Il lieto fine darà poi all’eroe del film il successo in un vero teatro: il sogno è esaudito dopo una trasferta algerina interamente ricostruita negli studi Titanus.

Il cinema italiano sarebbe ritornato anni dopo, meglio di qualunque altro e per davvero, tra le vie della Casbah: Gillo Pontecorvo, con l’apporto preziosissimo di Franco Solinas in sceneggiatura, avrebbe reso giustizia ai guerrieri dell’indipendenza algerina con il suo splendido La battaglia di Algeri (Leone d’oro 1966), cestinando i filtri estetizzanti che avevano fatto la fortuna del cinema romantico degli anni ‘30 e ‘40, togliendo il velo e le seduzioni esotiche dal volto dell’Africa mediterranea.
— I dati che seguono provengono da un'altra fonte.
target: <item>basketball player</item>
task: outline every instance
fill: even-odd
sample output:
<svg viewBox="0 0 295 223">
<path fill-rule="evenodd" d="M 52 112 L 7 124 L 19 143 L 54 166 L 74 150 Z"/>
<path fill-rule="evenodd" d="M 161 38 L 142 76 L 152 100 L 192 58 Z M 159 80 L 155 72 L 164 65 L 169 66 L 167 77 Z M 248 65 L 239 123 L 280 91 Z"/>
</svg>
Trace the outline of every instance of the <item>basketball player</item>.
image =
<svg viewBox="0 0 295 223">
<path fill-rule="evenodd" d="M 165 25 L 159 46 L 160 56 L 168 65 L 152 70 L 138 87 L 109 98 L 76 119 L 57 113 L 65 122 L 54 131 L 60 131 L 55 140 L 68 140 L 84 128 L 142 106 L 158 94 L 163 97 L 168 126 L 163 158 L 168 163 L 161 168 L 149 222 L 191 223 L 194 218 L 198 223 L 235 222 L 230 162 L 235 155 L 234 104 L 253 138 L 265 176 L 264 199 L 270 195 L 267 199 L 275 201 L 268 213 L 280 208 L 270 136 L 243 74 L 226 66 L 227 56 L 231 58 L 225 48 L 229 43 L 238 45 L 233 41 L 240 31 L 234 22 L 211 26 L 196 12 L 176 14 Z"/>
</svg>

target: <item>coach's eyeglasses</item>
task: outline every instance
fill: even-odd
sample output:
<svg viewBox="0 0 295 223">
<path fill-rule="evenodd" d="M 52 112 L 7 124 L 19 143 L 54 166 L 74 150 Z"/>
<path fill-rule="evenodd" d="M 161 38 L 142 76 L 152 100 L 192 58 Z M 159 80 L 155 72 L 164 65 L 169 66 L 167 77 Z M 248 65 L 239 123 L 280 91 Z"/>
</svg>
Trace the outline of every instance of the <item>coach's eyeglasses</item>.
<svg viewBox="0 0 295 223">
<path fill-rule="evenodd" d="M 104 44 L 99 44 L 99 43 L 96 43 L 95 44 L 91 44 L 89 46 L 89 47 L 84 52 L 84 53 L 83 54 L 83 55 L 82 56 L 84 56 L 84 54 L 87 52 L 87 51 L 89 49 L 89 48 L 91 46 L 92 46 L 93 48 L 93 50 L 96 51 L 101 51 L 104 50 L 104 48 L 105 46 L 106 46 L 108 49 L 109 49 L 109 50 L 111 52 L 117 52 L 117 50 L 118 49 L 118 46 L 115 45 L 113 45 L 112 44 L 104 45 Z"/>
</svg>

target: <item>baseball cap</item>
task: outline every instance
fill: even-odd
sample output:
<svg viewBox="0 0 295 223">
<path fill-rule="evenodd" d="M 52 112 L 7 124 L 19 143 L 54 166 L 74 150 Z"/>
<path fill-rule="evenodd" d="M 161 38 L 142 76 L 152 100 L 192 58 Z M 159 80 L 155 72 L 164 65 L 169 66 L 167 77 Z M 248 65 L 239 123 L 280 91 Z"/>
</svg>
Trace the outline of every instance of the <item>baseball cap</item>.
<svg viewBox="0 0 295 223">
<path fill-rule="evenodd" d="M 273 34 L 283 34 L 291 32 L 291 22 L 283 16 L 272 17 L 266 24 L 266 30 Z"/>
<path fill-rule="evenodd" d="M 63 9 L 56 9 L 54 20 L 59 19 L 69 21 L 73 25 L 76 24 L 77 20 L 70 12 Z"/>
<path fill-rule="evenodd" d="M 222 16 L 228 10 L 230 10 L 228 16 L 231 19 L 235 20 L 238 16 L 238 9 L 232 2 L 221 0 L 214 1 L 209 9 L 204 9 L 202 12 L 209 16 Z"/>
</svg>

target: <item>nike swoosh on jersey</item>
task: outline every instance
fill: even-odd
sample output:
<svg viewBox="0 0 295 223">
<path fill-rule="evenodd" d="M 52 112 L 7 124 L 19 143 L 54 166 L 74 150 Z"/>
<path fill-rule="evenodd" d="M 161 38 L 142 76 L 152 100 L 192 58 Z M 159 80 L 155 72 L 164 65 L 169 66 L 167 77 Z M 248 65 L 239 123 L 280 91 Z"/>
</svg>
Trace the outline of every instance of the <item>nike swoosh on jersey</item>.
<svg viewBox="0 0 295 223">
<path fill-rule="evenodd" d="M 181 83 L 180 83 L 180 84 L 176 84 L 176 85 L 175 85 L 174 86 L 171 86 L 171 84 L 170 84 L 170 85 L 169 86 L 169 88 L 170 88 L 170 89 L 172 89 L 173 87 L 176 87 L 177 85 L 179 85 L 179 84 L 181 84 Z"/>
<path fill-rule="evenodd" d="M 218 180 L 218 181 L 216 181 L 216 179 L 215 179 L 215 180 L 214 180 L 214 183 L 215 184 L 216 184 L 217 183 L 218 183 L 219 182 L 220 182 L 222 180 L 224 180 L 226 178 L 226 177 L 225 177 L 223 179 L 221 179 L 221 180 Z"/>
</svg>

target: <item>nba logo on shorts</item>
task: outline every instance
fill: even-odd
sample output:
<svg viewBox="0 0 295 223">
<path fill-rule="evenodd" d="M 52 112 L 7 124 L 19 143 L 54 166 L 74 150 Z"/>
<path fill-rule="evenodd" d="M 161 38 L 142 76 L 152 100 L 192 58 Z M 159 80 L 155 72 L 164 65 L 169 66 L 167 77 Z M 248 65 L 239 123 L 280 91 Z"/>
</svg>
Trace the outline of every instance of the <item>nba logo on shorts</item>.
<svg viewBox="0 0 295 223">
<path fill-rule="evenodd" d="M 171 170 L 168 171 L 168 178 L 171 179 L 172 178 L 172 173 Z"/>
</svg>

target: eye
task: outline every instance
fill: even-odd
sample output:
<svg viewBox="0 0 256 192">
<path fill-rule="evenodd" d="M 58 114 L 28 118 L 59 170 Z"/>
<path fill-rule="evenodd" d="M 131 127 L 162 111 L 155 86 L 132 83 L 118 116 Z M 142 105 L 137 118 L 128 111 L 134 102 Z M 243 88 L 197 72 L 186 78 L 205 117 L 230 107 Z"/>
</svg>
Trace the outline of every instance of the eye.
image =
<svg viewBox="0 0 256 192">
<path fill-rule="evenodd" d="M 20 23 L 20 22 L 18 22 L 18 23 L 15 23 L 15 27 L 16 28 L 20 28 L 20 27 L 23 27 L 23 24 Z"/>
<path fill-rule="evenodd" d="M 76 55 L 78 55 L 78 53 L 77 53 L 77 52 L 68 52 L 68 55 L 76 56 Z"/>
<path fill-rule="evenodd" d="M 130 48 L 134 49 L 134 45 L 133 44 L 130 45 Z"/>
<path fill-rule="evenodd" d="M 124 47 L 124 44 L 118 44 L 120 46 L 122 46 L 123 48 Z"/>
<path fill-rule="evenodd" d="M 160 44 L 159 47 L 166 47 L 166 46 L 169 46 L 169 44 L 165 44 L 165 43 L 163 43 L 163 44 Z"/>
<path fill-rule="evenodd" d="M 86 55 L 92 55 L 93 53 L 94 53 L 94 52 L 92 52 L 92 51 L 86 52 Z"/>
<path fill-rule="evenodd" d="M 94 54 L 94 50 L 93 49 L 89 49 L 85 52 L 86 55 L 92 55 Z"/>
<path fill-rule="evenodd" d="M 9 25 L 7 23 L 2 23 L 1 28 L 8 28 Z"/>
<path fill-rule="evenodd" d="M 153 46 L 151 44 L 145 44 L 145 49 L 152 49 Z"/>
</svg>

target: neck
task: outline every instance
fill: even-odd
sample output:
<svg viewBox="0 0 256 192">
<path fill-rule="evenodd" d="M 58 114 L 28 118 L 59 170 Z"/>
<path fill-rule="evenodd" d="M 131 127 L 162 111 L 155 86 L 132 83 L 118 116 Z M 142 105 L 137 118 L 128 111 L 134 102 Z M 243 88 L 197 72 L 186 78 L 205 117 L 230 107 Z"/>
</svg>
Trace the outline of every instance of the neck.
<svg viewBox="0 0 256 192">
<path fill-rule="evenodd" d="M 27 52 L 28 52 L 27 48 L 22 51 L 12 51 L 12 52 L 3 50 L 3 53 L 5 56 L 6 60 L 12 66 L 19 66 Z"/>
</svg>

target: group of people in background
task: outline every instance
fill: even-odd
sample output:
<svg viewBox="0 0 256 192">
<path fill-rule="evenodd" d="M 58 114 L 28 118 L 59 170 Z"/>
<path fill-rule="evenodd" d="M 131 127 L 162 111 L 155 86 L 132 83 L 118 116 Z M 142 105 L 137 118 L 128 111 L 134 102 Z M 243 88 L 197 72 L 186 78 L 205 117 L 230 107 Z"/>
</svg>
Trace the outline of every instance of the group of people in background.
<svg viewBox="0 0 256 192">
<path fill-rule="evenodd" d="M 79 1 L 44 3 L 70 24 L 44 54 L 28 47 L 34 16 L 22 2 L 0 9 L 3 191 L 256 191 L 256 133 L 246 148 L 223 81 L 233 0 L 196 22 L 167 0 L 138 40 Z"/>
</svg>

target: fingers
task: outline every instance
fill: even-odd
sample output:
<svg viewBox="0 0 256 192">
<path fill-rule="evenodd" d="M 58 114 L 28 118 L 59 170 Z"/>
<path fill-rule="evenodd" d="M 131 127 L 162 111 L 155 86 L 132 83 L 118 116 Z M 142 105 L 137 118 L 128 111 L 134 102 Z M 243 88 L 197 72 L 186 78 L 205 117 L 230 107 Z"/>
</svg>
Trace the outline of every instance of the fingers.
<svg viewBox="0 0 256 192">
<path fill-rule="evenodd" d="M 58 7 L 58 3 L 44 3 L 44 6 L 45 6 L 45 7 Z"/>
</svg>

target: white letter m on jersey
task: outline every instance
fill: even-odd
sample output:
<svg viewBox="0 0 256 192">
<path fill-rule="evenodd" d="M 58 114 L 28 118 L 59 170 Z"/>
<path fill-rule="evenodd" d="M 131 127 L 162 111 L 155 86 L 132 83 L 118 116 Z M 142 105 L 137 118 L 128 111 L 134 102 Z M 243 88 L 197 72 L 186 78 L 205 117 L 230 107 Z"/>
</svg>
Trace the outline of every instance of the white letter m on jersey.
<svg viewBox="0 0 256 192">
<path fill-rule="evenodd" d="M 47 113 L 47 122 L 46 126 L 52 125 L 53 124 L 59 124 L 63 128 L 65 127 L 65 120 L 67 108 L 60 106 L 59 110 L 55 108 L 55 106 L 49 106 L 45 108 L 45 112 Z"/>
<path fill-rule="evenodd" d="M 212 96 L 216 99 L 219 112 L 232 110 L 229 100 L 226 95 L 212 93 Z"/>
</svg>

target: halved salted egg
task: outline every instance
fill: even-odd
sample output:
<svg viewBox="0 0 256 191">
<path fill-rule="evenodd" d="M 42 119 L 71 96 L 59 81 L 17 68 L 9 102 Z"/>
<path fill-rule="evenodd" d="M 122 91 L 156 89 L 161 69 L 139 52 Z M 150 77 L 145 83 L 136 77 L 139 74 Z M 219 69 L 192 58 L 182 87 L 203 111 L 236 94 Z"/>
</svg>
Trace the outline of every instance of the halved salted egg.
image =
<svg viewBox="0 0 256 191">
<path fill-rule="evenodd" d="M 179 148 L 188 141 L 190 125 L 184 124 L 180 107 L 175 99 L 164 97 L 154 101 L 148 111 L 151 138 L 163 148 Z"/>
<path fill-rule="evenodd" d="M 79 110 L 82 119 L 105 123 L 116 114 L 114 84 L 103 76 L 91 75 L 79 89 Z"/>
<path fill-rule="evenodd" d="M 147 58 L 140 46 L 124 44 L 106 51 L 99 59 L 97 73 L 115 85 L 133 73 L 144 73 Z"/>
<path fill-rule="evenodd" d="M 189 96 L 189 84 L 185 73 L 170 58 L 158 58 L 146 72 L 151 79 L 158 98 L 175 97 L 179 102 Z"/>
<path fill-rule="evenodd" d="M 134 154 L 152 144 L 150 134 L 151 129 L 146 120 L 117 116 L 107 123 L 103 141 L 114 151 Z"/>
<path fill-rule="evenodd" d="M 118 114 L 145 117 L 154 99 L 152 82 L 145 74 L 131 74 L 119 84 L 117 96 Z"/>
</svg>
Totò Le Mokò, va detto, è bello anche per questo: ricrea con simpatia un’ambientazione cara al cinema del secolo scorso, prima che la voglia di realtà distruggesse le illusioni narrative e sentimentali mostrando, con lo sforzo degli italiani e di autori arabi come Yusuf Shahin, un’immagine cinematografica più vicina alle persone che percorrevano quelle strade e quei luoghi vessati da stranieri, resi magari nell’immaginario come scenari da cartolina.

È un ricordo affettuoso di un cinema del passato le cui ingenuità narrative sono buttate in risata e se dopo l’umorismo rimane un’aura, quella appartiene al suo protagonista che si è meritato l’affetto del pubblico, la stima di Monicelli e Pasolini, gli elogi e la passione critica di Goffredo Fofi e della sua ultima compagna, fedelissima alla sua memoria, Franca Faldini.